1) Do you build all cottages or do you put in farms as well to help when you need to grow fast?
2) Do you put the farms on plains or grasslands?
3) Do you concentrate on growing your cities as fast as you can (waiting for happiness of course), on production to get that out of the way, or on working the cottages to get them to upgrade ASAP?
1) Cottages and more cottages. The only exception is a rare one - if I found a city in the jungle with 0 food resources (happened in the 1366 game), I will farm a couple spaces to get population growth jumpstarted. If I have +4 food, growth is fast enough for me. Later in the game (when I have Code of Laws and Pacifism, I will replace some cottages with farms at my great person city. If the great person city is a culture city, I keep some cottages around and strike a reasonable balance between specialists (7 is nice) and cotttages. If the great person city is not a culture city, I irrigate everything. I might as well push the great people to the limit.
2) Grasslands, only because 3F, 1C looks like the farms is actually accomplishing something, whereas 2F, 1S, 1C looks like I could do better with a cottage. Ultimately, it doesn't really matter, as long as I have +4F, but it's a psychological thing for me.
Of course in the aforementioned jungle city, I often won't have any plains to farm.
3) There are two cases here -
Case #1 - the culture city - Grow at +4 food (I'll switch to faster if I get a big boost in happiness). Otherwise it's commerce. I normally have set my city automation to emphasize commerce only. I may to manually tell it to work a food bonus square. I will build mines, occasionally use them (again, for world wonders, or for oddball stuff like The National Epic), but never go overboard. I would rather keep the cottages worked and growing than get buildings built.

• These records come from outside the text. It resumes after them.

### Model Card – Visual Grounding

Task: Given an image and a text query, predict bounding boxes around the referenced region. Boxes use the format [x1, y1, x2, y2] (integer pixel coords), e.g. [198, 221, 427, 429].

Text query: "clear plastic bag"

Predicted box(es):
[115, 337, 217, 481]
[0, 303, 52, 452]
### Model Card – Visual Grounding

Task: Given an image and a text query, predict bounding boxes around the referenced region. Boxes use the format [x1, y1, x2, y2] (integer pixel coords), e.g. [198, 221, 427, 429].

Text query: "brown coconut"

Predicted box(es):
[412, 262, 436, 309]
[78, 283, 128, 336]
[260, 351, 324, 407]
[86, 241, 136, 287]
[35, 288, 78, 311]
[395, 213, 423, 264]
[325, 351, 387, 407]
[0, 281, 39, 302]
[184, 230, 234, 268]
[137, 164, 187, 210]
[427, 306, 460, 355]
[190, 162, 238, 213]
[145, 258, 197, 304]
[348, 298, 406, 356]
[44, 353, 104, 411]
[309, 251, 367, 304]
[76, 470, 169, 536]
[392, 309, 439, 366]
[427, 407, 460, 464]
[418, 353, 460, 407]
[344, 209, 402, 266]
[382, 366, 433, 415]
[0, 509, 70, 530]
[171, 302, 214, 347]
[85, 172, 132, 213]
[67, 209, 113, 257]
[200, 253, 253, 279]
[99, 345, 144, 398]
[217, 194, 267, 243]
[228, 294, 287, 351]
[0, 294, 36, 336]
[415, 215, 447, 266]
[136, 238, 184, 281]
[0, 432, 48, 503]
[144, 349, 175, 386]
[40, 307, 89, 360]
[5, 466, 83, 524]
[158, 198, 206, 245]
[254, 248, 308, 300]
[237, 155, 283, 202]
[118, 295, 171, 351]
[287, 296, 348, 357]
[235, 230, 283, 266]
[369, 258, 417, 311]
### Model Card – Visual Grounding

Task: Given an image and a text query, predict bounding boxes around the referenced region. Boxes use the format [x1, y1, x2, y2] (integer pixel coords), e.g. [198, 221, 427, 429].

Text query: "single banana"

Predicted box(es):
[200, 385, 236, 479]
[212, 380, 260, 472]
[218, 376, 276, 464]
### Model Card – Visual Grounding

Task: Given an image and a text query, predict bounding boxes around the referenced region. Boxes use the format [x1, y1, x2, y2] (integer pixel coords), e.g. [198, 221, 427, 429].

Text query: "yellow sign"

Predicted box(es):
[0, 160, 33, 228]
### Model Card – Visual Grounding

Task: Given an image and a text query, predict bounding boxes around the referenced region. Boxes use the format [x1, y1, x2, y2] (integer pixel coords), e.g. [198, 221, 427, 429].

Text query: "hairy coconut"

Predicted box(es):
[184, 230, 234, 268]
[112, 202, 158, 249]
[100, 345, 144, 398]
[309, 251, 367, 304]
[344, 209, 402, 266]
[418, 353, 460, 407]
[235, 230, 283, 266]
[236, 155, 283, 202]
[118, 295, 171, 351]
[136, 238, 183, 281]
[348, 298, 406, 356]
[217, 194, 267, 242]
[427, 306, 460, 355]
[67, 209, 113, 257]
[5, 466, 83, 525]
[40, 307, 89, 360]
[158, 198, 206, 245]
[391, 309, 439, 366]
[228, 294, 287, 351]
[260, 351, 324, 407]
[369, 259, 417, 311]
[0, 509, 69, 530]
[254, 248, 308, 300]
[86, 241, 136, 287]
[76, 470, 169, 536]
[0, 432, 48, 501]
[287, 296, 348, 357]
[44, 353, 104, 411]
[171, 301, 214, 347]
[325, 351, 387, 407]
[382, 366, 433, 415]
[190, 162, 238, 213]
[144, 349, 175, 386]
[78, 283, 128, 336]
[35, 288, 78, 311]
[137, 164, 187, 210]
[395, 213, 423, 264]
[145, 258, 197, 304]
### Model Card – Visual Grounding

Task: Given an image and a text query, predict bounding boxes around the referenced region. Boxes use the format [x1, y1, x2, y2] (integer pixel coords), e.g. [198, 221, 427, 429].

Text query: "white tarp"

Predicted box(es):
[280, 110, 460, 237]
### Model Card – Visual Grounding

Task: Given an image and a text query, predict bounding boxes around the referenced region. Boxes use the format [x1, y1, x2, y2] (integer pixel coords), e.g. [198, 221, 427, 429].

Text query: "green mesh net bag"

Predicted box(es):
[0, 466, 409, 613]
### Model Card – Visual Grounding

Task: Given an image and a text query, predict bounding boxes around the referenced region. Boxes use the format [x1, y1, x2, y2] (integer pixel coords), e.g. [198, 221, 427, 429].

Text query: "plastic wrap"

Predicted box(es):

Case #2 - the non-culture city - I still like to keep growth reasonable (+3 food or more), but I am more inclined to work mined hills (particularly mined grassland/hills) alongside the food resources and some cottages. I want these cities to be churning out missionaries at a reasonable rate mid-game.
I don't spread any religions until all 6 (or 5 or 4) of my cities have a religion. I let natural spread work first. Then I will dedicate a city to generate missionaries for each religion and spread them myself. Temples are the priority after religion spread. In my log, you will see a fair amount of religion spread activity between 0 AD and 1000 AD.
So by the time I hit Liberalism/Printing Press, I generally have only built 1 monastary for each religion, but each religion is more or less completely spread throughout my civ. Perhaps 30% to 50% of my temples are built. Then I have to make the decision to go for communism or start buying immediately.